La famille Blanc traverse toute une série d’épreuves : les dettes s'accumulent, l’état de santé de Paulot connaît des hauts et des bas, ces derniers l’emportant bientôt sur les premiers. Mathilde, au bord du gouffre tant matériel qu’affectif tente de se suicider.

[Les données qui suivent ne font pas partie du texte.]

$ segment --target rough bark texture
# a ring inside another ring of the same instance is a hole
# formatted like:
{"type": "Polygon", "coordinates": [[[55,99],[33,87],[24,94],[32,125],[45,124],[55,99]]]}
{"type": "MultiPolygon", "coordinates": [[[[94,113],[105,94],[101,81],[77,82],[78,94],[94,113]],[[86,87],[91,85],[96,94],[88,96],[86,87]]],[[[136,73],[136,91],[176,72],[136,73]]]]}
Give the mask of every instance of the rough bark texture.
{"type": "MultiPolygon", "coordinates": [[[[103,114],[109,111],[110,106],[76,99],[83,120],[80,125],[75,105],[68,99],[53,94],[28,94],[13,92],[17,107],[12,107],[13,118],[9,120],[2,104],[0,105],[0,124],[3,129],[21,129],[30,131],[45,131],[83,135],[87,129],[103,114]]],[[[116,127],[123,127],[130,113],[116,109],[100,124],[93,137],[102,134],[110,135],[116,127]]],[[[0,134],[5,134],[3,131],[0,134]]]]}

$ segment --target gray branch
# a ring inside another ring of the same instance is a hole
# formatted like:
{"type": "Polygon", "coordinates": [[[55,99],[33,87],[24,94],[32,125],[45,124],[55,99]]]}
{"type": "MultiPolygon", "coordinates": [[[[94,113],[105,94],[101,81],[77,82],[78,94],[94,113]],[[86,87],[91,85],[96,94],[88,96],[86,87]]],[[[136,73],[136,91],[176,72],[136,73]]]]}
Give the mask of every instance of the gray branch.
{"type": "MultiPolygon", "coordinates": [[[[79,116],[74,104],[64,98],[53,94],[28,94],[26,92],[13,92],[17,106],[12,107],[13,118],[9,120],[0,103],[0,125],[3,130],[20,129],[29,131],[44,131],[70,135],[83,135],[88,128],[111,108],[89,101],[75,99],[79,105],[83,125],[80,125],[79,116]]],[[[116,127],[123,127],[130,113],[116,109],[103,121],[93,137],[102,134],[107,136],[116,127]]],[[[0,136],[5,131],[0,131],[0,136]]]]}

Dès son réveil, à l’hôpital, elle décide de faire face à la vie, à la cruauté de l’existence, car beaucoup d’injustices subsistent dans la France de l’après-guerre : la maladie y reste une « exagération des rapports de classe », selon le mot de Sartre, qui n’est pas qu’une boutade mais aussi une réalité car le roman rappelle qu'alors, on ne soigne pas la tuberculose quand on est trop pauvre.
Mathilde décide de faire front à rôle inversé : elle sera la Mère Courage de la famille Blanc : « en vérité elle raisonne comme une mère, la petite Mathilde(…) Rien n’aurait pu persuader Mathilde de renoncer à sauver les siens pour se sauver elle-même. »
Valentine Goby nous décrit, à travers le personnage exceptionnel de Mathilde, une tentative réussie de sauvegarde de la dignité, une illustration de la possibilité toujours existante de l’émancipation de la femme et des corps, thème cher à l’auteur.
Le style du récit est à hauteur des personnages : simple, dépouillé, écrit à la troisième personne, souvent, populaire, à la manière des dialogues d’Audiard au cinéma. Il restitue l’atmosphère de ces milieux, marqués par la gouaille, le franc-parler coloré. L’emploi de ce mode de description accentue l’épaisseur humaine des personnages ; il les fait vivre, met à notre portée leur humanité sans tomber dans le piège du misérabilisme ou du naturalisme.
Roman social, populaire ? Un rappel fort utile à propos de la perception des réprouvés.